Later, when Bernie takes his family out for a day of fun, he briefly leaves to search for Ken and Blue, only to have his truck attacked by the boar. Though injured, he survives and loads a rifle to go after the pig and protect his family. Sasha goes out to look for her father. As Robert and Bruce go looking for Bernie after hearing his car crash, they encounter the boar, which kills Bruce after Robert leaves him for dead. Arriving too late to save Bruce, Bernie manages to shoot the boar, enraging it. As Ella, Bart and Debbie reunite with Robert, he is killed by the wounded boar, which steals him from right in front of them. As Bernie returns to rescue them, he tries to lead Ella, Bart and Debbie to safety, only for night to fall and Bernie to lose his gun. The boar then attacks Bart when he trips and falls, dragging him away. After making it to a nearby shed, the remaining family members grieve, after which Bernie says that the only way to stop the pig is to kill it. Before they can make a plan, the boar attacks, with Bernie fighting it to allow Ella and Debbie to escape. Though he wounds the boar, it still defeats him by trampling over him before going after Ella and Debbie. By this point, the two women have constructed multiple fires to try and keep it away, but the boar attacks as they try to fend it off with their torches, managing to savage Ella's leg. The boar's attack is halted when Sasha comes to their rescue, hitting the pig with her truck, gravely wounding it. As the mutilated boar tries to attack again, Debbie shoots it to death with Sasha's shotgun, ending its reign of terror once and for all. As they begin to drive away, the three women find Bernie and Bart, alive but badly wounded. As the five drive away to safety, another giant boar appears as the camera fades, letting out a defiant squeal...

== Cast ==
- Nathan Jones as Bernie
- John Jarratt as Ken
- Christie-Lee Britten as Ella
- Melissa Tkautz as Sasha
- Ernie Dingo as Ernie
- Roger Ward as Blue
- Hugh Sheridan as Robert
- Bill Moseley as Bruce
- Chris Haywood as Jack
- Ricci Guarnaccio as Oscar
- Madeleine Kennedy as Hanna
- Griffin Walsh as Bart
- Simone Buchanan as Debbie

==Release==

===Home media===
The film was released on DVD by Image on 3 December 2019.

===Critical response===
Boar received mixed reviews from critics upon its release. Anton Bitel from SciFi Now criticized the film for its uninteresting characters, derivative plot, and repetitive revealing of the title monster. Bitel concluded his review by writing," For while Boar plainly advertises the big beast to come, it also hints homophonously at an absence of sufficient entertainment to see us through its duration." Niall Browne from Movies in Focus gave the film one out of five stars, criticizing the film's performances, "flat" humor, and plot. However, Browne commended the film's practical effects, while stating that the use of CGI effects during the film's finale was poor and unconvincing.

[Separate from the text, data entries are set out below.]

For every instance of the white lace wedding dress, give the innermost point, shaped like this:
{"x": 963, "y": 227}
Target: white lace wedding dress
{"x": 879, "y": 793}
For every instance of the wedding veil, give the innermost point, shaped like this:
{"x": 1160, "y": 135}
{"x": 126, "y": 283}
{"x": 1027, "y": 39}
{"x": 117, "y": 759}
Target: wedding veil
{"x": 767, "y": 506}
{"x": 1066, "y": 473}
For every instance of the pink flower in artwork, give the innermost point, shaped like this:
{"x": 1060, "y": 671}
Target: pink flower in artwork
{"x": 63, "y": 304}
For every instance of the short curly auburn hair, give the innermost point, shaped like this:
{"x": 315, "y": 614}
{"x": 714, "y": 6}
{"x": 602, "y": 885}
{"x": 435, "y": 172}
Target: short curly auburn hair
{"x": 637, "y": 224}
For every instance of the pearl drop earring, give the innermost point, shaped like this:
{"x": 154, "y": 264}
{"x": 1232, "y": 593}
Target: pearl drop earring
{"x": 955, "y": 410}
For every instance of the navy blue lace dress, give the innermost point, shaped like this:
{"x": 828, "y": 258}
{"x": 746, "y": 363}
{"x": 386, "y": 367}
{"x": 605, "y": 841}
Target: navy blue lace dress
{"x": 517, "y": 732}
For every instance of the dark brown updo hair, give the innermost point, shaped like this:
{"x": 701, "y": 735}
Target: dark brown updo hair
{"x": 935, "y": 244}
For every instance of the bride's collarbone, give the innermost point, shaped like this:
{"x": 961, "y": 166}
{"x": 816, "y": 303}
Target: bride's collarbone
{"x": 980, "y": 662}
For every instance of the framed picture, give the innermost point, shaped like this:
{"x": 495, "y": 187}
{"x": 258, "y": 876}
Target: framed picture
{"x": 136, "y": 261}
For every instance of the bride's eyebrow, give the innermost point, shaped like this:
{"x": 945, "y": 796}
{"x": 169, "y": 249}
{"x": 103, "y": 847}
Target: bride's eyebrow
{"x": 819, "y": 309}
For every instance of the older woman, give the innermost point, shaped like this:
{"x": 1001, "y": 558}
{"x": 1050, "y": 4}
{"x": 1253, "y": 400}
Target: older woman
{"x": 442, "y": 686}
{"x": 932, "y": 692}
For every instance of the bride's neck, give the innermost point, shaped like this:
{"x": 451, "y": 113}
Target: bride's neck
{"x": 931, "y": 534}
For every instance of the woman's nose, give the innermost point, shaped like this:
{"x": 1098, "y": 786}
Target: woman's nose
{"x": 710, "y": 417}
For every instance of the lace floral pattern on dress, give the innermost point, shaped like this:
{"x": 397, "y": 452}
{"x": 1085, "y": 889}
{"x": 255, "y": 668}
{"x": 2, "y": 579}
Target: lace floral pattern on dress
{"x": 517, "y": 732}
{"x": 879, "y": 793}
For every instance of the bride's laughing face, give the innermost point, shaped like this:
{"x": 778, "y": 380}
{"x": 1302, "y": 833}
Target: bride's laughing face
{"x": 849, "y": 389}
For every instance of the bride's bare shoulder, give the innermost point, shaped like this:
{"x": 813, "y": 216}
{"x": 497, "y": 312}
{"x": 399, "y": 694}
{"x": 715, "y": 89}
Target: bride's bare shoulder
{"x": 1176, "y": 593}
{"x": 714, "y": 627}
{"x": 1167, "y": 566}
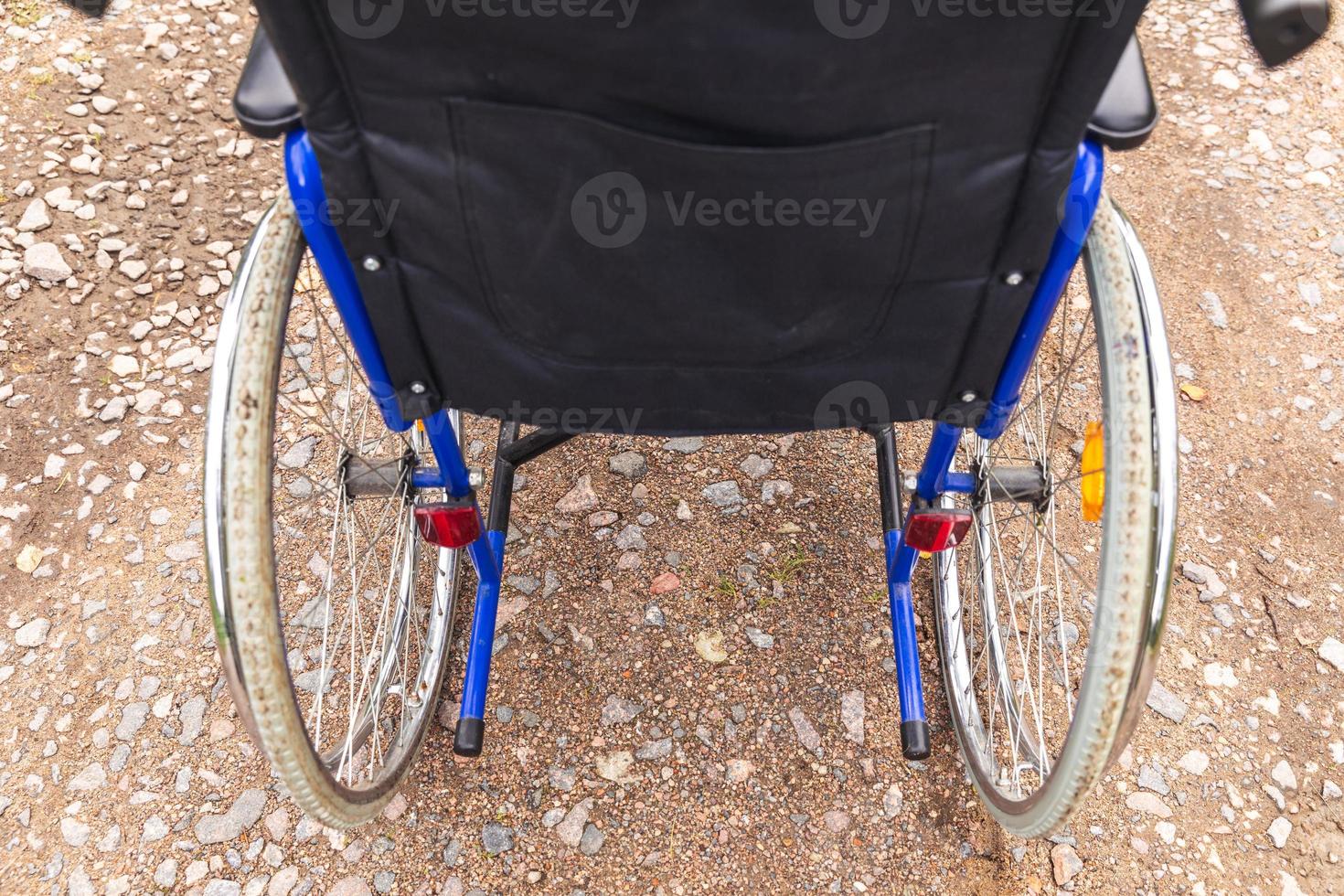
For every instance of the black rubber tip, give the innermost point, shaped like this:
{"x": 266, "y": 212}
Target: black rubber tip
{"x": 914, "y": 739}
{"x": 469, "y": 736}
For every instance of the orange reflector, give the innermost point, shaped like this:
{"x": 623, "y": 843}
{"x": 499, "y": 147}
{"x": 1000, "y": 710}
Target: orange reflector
{"x": 934, "y": 531}
{"x": 1094, "y": 472}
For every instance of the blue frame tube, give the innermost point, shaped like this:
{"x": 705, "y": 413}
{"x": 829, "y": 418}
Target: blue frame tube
{"x": 935, "y": 475}
{"x": 486, "y": 551}
{"x": 311, "y": 203}
{"x": 1080, "y": 206}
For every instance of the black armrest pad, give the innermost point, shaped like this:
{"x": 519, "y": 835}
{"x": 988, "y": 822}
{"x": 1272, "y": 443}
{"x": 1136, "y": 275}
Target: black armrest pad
{"x": 263, "y": 101}
{"x": 1126, "y": 112}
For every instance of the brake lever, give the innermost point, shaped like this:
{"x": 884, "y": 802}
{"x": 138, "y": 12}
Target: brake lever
{"x": 1283, "y": 28}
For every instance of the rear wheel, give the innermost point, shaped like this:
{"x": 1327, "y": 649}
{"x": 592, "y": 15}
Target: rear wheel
{"x": 1049, "y": 613}
{"x": 334, "y": 615}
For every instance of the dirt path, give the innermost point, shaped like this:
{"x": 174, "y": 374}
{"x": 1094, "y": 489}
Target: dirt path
{"x": 123, "y": 764}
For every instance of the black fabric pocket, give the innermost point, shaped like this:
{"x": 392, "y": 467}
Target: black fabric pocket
{"x": 598, "y": 245}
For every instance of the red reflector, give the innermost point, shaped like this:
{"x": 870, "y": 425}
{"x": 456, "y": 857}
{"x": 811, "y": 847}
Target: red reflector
{"x": 934, "y": 531}
{"x": 448, "y": 526}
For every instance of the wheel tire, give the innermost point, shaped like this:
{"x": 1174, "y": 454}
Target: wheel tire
{"x": 1128, "y": 572}
{"x": 242, "y": 554}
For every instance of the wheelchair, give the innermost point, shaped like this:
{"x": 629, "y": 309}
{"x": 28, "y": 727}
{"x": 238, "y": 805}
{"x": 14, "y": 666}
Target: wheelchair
{"x": 703, "y": 219}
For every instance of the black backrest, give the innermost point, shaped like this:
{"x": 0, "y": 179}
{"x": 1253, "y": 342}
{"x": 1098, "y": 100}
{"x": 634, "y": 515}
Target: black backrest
{"x": 1006, "y": 85}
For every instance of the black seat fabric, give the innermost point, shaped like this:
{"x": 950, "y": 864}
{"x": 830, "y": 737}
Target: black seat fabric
{"x": 697, "y": 217}
{"x": 265, "y": 102}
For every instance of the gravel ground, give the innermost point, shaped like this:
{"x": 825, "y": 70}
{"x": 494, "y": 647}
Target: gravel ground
{"x": 620, "y": 759}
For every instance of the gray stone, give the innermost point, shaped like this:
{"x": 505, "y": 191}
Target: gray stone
{"x": 33, "y": 635}
{"x": 755, "y": 466}
{"x": 618, "y": 710}
{"x": 496, "y": 838}
{"x": 808, "y": 735}
{"x": 631, "y": 538}
{"x": 571, "y": 829}
{"x": 34, "y": 218}
{"x": 91, "y": 778}
{"x": 592, "y": 840}
{"x": 132, "y": 718}
{"x": 580, "y": 498}
{"x": 723, "y": 495}
{"x": 1164, "y": 703}
{"x": 629, "y": 464}
{"x": 1152, "y": 779}
{"x": 167, "y": 872}
{"x": 191, "y": 715}
{"x": 154, "y": 830}
{"x": 692, "y": 443}
{"x": 1064, "y": 863}
{"x": 851, "y": 715}
{"x": 760, "y": 638}
{"x": 655, "y": 750}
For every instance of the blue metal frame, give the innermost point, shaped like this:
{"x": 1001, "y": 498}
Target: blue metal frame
{"x": 935, "y": 475}
{"x": 486, "y": 552}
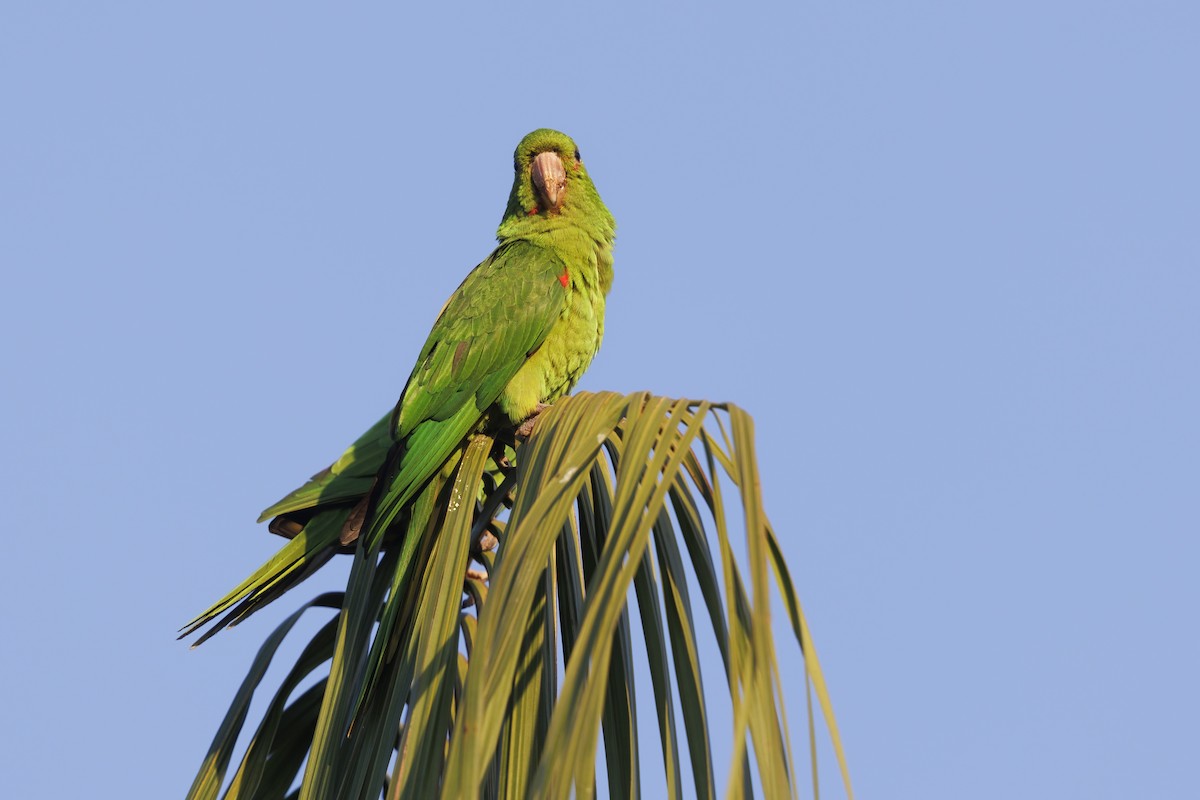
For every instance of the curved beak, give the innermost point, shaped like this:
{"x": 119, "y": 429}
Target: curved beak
{"x": 549, "y": 179}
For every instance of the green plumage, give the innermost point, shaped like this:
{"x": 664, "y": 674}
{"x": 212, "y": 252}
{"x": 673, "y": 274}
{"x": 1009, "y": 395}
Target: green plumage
{"x": 519, "y": 331}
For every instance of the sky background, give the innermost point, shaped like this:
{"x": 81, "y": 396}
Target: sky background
{"x": 947, "y": 253}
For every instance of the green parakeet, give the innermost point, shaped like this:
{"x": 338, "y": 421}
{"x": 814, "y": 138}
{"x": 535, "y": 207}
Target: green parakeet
{"x": 517, "y": 332}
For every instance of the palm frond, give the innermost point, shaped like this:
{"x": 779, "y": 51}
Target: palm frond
{"x": 456, "y": 684}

The film wasn't without its supporters. Jonathan Barkan from Dread Central awarded the film three and a half out of five stars, writing, "Hindered by strange pacing and restrained by the limitations of a giant practical pig, Boar still manages to be a thoroughly entertaining and wildly savage bloodbath through the beauty of the Australian bush."
Jeremy Aspinall of The Radio Times gave the film three out of five stars, stating that while the film lacked originality, its performances, and withholding of its titular antagonist until the finale was commendable.

===Accolades===
The film was nominated for Best Creature FX at the 2020 Fangoria Chainsaw Awards.